Escolhi para as inspirações banco da rodoviária.
Jamais podia esperar idéia extraordinária.
Levei a viola amiga excelente secretária.
Aproveitei domando minha vida solitária.
Versos abriram igual leque da minha vida precária.

Nós saiamos bem cedinho quando tudo se orvaia.
Contemplando as belezas vendo o sol quando raia.
Andorinhas voando unidas batem asas e se espalha.
Vendo formigas e abelhas como unidas trabalha.
Lembrei do nosso amor bonito mais me soltou numa fornalha.

Vou ferir tua mitral daí seu coração ingrato desmaia.
E no caixão na quero que acorde e da cova nunca saia.
No computador tenho registrado a sua vida surda de canalha.
Nós parecendo criança com as duas pernas cambaia.
Sou igual catador de lixo sempre em busca de migalha.
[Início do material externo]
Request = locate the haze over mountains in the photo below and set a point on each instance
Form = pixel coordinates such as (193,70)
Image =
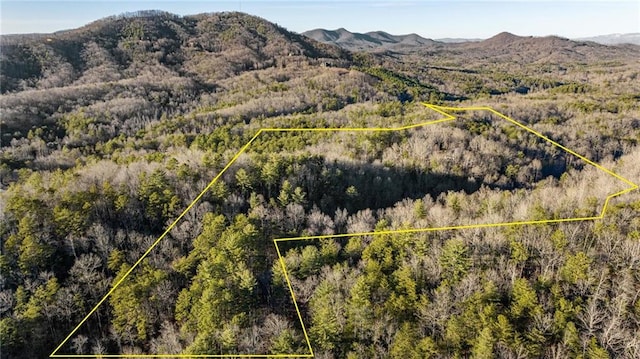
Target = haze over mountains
(382,41)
Fui caindo nos seus braços levando vida de otária.
Deu bote igual serpente protegido na moita de orvaia.
Mas o veneno injetado infeccionou as vias urinárias.
Tornei big poderoso onde os gargantudos falham.
Deixei da Afrodite, pois sou Marte de batalha.

Deixei da geladeira sólida saí igual cavalo de raia.
Não podia ir ao banheiro que ela estava de atalaia.
Passei viver em devaneios só pensando na Soraia.
Eu era um frágil patão virei garanhão de baia.
Sou jacaré de olho murcho mais meus dentes estraçalha.